Okay, he didn't "privatize" the Toll Road, he leased it, for seventy-five years (his supporters still tend to go ballistic if someone says he "sold" it, so fair's fair). And this may be a "good" deal, provided one uses money to keep score and calls the game seventy years before the final buzzer, and without bothering to consider what's happening to tolls or road maintenance. It's also possible that Daniels sharped the company which had already paid for the Chicago Skyway, and had to have the Indiana Toll Road, too, since that's the only way to get on the damn thing from the east. Either requires us to simply allow as how governments ought to be in the business of trading the people's assets like so many mortgage-backed derivatives, which some of us dasn't, and to imagine that any and every such deal will be a good one financially and free of insider monkey business. The latter two points being ones which are incontestably refuted by Mitch's other big deal, the FSSA swindle. So, y'know, it's something of a wash even viewed in best light, and without noting that the whole thing was supposed to build us a new superhighway no one needs, through wetlands and farms we do, except that now, with the downturn in the economy, the powers that be deny it was ever supposed to pay for more than the concrete and lane painting.

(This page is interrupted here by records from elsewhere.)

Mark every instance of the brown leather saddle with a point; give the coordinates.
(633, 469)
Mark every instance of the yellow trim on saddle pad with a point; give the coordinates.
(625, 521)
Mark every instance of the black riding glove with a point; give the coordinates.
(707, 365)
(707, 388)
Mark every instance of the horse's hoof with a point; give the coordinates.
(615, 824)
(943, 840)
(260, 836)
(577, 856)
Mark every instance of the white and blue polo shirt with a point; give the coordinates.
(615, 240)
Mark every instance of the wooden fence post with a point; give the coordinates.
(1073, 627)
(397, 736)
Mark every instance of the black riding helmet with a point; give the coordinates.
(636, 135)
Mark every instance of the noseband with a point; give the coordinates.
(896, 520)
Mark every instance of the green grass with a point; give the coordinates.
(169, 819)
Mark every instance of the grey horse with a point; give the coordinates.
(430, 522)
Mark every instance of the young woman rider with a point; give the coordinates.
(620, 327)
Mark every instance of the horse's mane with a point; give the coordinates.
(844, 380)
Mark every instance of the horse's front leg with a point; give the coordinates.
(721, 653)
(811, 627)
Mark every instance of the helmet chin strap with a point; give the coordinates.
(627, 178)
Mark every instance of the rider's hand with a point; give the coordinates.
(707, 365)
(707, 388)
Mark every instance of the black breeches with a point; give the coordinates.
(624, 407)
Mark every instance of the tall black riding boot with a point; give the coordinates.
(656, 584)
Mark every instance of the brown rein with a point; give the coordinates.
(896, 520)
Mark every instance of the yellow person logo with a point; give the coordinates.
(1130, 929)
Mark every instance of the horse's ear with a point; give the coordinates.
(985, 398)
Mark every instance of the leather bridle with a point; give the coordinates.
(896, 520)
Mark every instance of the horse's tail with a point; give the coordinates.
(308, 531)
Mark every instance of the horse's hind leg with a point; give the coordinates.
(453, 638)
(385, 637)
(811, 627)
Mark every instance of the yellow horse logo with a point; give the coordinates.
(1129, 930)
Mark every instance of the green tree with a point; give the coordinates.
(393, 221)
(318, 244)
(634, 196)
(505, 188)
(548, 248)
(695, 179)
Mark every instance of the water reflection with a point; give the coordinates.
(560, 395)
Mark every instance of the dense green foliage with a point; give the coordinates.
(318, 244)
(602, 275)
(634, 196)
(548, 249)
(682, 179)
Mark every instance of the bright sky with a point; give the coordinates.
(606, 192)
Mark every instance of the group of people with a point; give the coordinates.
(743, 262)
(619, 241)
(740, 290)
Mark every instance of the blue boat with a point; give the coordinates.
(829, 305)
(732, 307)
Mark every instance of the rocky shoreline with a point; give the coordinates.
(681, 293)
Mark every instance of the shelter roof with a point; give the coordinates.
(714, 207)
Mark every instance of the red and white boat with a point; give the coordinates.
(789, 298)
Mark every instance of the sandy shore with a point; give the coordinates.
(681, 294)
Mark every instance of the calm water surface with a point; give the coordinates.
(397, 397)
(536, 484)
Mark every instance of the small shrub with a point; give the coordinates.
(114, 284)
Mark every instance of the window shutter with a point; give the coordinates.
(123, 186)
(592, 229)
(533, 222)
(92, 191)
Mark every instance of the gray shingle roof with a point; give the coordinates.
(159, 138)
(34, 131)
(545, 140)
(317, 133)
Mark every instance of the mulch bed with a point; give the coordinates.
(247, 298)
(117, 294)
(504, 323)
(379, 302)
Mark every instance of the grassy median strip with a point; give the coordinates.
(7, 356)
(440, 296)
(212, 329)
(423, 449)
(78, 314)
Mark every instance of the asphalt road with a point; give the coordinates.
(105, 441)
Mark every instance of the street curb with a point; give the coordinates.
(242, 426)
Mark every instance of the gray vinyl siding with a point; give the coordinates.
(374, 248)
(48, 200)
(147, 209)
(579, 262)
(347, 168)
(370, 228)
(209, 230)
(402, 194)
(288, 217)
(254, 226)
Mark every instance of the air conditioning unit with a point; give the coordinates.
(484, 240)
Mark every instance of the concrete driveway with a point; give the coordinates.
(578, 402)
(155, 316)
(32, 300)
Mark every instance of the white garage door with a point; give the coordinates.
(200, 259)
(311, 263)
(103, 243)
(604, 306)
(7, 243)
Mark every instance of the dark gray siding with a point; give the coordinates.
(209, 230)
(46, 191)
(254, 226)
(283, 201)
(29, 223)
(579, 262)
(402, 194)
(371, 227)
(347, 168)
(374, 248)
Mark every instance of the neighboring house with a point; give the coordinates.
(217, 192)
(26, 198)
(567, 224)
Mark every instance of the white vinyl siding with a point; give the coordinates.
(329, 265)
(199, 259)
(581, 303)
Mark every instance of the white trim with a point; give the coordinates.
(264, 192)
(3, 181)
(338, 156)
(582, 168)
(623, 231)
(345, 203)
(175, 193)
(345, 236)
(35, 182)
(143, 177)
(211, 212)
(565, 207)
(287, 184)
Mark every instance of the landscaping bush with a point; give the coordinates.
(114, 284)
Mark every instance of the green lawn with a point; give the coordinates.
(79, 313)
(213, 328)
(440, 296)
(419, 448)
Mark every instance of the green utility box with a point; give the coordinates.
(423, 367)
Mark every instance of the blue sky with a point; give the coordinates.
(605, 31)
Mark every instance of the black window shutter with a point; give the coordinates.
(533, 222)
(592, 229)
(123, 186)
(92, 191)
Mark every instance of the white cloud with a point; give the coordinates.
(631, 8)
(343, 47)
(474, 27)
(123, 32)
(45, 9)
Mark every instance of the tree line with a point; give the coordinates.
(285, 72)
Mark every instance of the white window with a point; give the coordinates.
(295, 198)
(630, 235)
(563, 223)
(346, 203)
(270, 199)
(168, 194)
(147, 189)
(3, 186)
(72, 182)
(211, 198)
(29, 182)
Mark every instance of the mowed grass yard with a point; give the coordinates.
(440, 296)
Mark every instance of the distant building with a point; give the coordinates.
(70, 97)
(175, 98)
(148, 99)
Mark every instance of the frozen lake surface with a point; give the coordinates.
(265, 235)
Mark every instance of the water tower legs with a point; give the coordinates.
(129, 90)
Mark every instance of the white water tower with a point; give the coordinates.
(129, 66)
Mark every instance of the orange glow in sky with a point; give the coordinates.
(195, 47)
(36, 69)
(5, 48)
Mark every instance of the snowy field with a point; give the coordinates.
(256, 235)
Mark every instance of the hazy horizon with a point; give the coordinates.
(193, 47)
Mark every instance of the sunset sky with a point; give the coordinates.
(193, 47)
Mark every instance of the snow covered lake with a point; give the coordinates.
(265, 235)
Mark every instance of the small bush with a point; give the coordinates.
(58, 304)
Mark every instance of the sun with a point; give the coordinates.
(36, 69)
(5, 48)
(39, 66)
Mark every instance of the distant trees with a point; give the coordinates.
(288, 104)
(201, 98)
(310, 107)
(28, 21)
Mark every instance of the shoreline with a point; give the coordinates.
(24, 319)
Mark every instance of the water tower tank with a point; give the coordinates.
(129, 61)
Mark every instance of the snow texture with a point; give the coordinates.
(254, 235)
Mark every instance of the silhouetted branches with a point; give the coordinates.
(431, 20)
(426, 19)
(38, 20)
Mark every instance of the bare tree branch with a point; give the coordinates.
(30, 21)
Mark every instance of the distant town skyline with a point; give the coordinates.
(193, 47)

Tellingly, both Mitches like to talk about the Department of Motor Vehicles. The Washington Mitch conjures the image of long lines and uncaring bureaucrats and asks, cynically, whether you want folks like that determining your medical care. The Indiana Mitch, by contrast, rolled up his sleeves and transformed his DMV into an efficient, consumer-friendly operation.

Oh for fuck's sake, Pearlstein, how did you spend your time? Yeah, the BMV is much improved, now, after his boy initially fucked it up so badly that Hoosiers actually forgot how awful it had been previously; it hums, now, thanks mostly to the updated computer system the previous administration bought, and he had rushed online before, y'know, any complicated testing or stuff.

Sheesh, th' fuck makes you guys imagine we're going to get different results from the same old Republican shit if we just find the right kind of sugar coating? Don't they teach caveat emptor in business school?